Cuando le preguntaban cómo se había enganchado a viajar, Norte siempre reaccionaba
igual. En su rostro se formaba algo que recordaba a una sonrisa y, de
inmediato, respondía que no lo sabía pero que, en todo caso, viajar le permitía
habitar en otro mundo durante unas horas.
A decir verdad siempre pensó que esa respuesta se podría aplicar a muchos
ámbitos de la vida, por ejemplo, leer, o mejor dicho al gusto por la lectura. Porque,
al fin y al cabo, no había mucha diferencia ya que cuando viajaba vivía sensaciones
parecidas a cuando leía y cada momento del viaje se asemejaba al capítulo de un
libro.
Así que cuando a lo lejos divisó Frías, cabalgando sobre el Cerro de la
Muela, Norte supo que había caído en sus manos una magnífica lectura de la que
a buen seguro iba a disfrutar.
Y es que si había algo que caracterizaba a la pequeña ciudad de Frías era que parecía suspendida sobre el vacío, como guardando un precario equilibrio.
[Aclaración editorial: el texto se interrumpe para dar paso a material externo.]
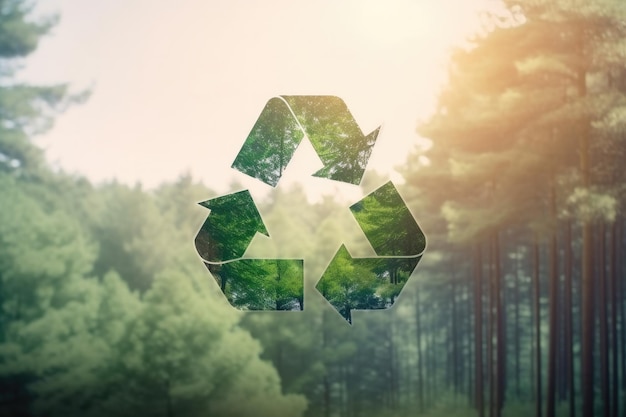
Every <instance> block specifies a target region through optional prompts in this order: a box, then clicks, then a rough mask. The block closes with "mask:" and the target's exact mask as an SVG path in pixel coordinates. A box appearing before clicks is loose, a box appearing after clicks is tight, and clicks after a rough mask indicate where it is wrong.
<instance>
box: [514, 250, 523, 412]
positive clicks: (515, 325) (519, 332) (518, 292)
mask: <svg viewBox="0 0 626 417" xmlns="http://www.w3.org/2000/svg"><path fill="white" fill-rule="evenodd" d="M515 255H516V262H515V287H514V291H515V294H514V300H513V304H514V307H515V310H514V314H515V318H514V320H515V325H514V326H513V328H514V329H515V332H514V333H513V334H514V336H515V338H514V343H515V396H516V397H517V399H518V400H519V399H520V397H521V395H522V394H521V379H520V378H521V377H520V373H521V372H520V363H521V360H520V350H521V349H520V332H519V329H520V314H519V307H520V305H519V304H520V294H519V292H520V289H519V287H520V282H519V281H520V264H519V257H518V256H519V253H516V254H515Z"/></svg>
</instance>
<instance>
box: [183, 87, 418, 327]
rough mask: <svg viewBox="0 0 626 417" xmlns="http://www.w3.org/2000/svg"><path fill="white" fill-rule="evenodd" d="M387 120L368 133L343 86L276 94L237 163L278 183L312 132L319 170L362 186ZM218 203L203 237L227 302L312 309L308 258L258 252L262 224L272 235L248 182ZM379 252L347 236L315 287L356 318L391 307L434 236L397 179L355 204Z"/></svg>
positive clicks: (204, 232)
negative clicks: (283, 172) (348, 245)
mask: <svg viewBox="0 0 626 417" xmlns="http://www.w3.org/2000/svg"><path fill="white" fill-rule="evenodd" d="M379 130H380V127H379V128H377V129H376V130H374V131H373V132H371V133H369V134H368V135H364V134H363V132H362V131H361V129H360V128H359V126H358V125H357V123H356V122H355V120H354V118H353V117H352V115H351V113H350V111H349V110H348V108H347V106H346V104H345V103H344V102H343V100H342V99H340V98H339V97H335V96H279V97H274V98H272V99H270V100H269V101H268V102H267V104H266V105H265V108H264V109H263V111H262V112H261V115H260V116H259V118H258V120H257V121H256V123H255V125H254V126H253V128H252V130H251V132H250V134H249V135H248V137H247V139H246V141H245V142H244V144H243V146H242V148H241V150H240V151H239V153H238V154H237V156H236V158H235V160H234V162H233V164H232V168H234V169H236V170H238V171H240V172H242V173H244V174H246V175H249V176H251V177H254V178H256V179H258V180H260V181H262V182H264V183H266V184H268V185H270V186H272V187H275V186H276V185H277V184H278V182H279V180H280V178H281V176H282V174H283V171H284V169H285V168H286V166H287V165H288V164H289V161H290V160H291V159H292V157H293V155H294V153H295V152H296V149H297V148H298V146H299V145H300V143H301V142H302V140H303V139H304V138H305V137H306V138H308V140H309V141H310V143H311V145H312V147H313V149H314V150H315V152H316V153H317V155H318V156H319V158H320V160H321V161H322V163H323V168H322V169H320V170H319V171H317V172H316V173H315V174H314V175H315V176H318V177H321V178H327V179H330V180H334V181H340V182H343V183H347V184H352V185H356V186H358V185H359V184H360V182H361V179H362V177H363V174H364V172H365V168H366V165H367V162H368V160H369V157H370V154H371V152H372V149H373V146H374V144H375V142H376V139H377V137H378V133H379ZM200 205H202V206H204V207H206V208H208V209H209V210H210V213H209V215H208V217H207V218H206V220H205V222H204V223H203V225H202V226H201V228H200V230H199V232H198V234H197V235H196V238H195V246H196V250H197V251H198V254H199V255H200V257H201V259H202V261H203V262H204V264H205V266H206V267H207V269H208V270H209V272H210V274H211V275H212V276H213V277H214V278H215V280H216V281H217V283H218V285H219V287H220V289H221V290H222V292H223V293H224V295H225V296H226V298H227V299H228V301H229V303H230V304H231V305H232V306H233V307H235V308H237V309H240V310H274V311H281V310H282V311H301V310H303V309H304V260H303V259H250V258H244V253H245V251H246V249H247V248H248V246H249V245H250V243H251V241H252V239H253V238H254V236H255V235H256V233H262V234H264V235H266V236H268V237H269V233H268V231H267V229H266V227H265V224H264V223H263V219H262V218H261V215H260V213H259V211H258V209H257V206H256V204H255V202H254V200H253V198H252V196H251V194H250V192H249V191H248V190H244V191H239V192H236V193H232V194H228V195H225V196H221V197H217V198H213V199H211V200H207V201H204V202H201V203H200ZM349 209H350V211H351V213H352V215H353V216H354V218H355V220H356V221H357V223H358V224H359V226H360V228H361V230H362V231H363V233H364V235H365V237H366V238H367V240H368V241H369V243H370V244H371V246H372V248H373V249H374V252H375V254H376V256H375V257H366V258H360V257H352V255H351V254H350V252H349V250H348V249H347V248H346V246H345V245H343V244H342V245H341V247H340V248H339V250H338V251H337V252H336V254H335V255H334V257H333V259H332V260H331V261H330V263H329V265H328V266H327V267H326V270H325V271H324V273H323V274H322V276H321V278H320V279H319V280H318V282H317V284H316V285H315V290H317V292H319V293H320V294H321V296H323V297H324V298H325V299H326V300H327V301H328V302H329V303H330V304H331V305H332V306H333V307H334V308H335V310H337V312H338V313H339V314H341V316H342V317H343V318H344V319H346V320H347V321H348V322H349V323H352V311H354V310H375V309H385V308H388V307H391V306H392V305H393V304H394V302H395V300H396V299H397V297H398V295H399V293H400V291H401V290H402V288H403V287H404V284H405V283H406V282H407V280H408V279H409V277H410V275H411V274H412V273H413V271H414V270H415V268H416V267H417V264H418V262H419V261H420V259H421V257H422V254H423V253H424V250H425V248H426V237H425V236H424V233H423V232H422V230H421V229H420V227H419V225H418V224H417V222H416V220H415V218H414V217H413V215H412V214H411V212H410V211H409V209H408V207H407V206H406V204H405V202H404V200H403V199H402V197H401V196H400V194H399V193H398V191H397V189H396V187H395V186H394V185H393V183H392V182H391V181H389V182H387V183H385V184H384V185H382V186H380V187H379V188H378V189H376V190H375V191H373V192H371V193H370V194H369V195H367V196H365V197H364V198H362V199H361V200H360V201H358V202H356V203H354V204H353V205H352V206H350V207H349Z"/></svg>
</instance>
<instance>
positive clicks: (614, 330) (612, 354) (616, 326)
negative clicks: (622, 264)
mask: <svg viewBox="0 0 626 417" xmlns="http://www.w3.org/2000/svg"><path fill="white" fill-rule="evenodd" d="M610 258H611V260H610V262H611V269H610V270H611V285H610V288H611V290H610V302H611V354H612V357H611V359H612V363H611V365H612V366H611V374H612V376H613V380H612V382H611V388H612V392H611V396H612V397H613V403H612V406H613V407H612V409H611V416H612V417H618V415H619V390H618V387H619V372H618V371H619V367H618V359H619V357H618V354H617V337H618V334H619V333H618V326H617V303H618V301H617V300H618V297H617V292H618V286H617V221H614V222H613V225H612V227H611V253H610ZM622 360H623V358H622Z"/></svg>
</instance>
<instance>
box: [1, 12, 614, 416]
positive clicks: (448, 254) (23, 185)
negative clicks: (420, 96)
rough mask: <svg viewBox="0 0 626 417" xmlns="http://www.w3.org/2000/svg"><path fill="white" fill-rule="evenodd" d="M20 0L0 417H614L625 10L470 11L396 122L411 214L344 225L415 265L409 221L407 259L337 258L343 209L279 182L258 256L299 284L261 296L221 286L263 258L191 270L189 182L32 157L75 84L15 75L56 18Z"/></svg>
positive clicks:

El Puente Medieval sobre el río Ebro,
ejerce de eterno centinela y vía de comunicación entre la meseta castellana y
el norte de la Península Ibérica.
Sus casas colgantes de entramado de madera se aferran estoicamente al
terreno desde hace siglos, en un ejercicio de equilibrios imposibles.
La Torre del Castillo de los
Velasco, toda una experiencia de vértigo, con el abismo a sus pies.
Pero cuando uno se adentra en el pequeño pueblo con título de ciudad, todo
se hace más amable, más humano, y quizás por ello Frías se encuentra en la
exclusiva lista de los pueblos más bonitos de España.
Es entonces cuando se
puede saborear el penúltimo capítulo de ese hermoso libro que uno comienza
cuando, desde la distancia, divisa Frías.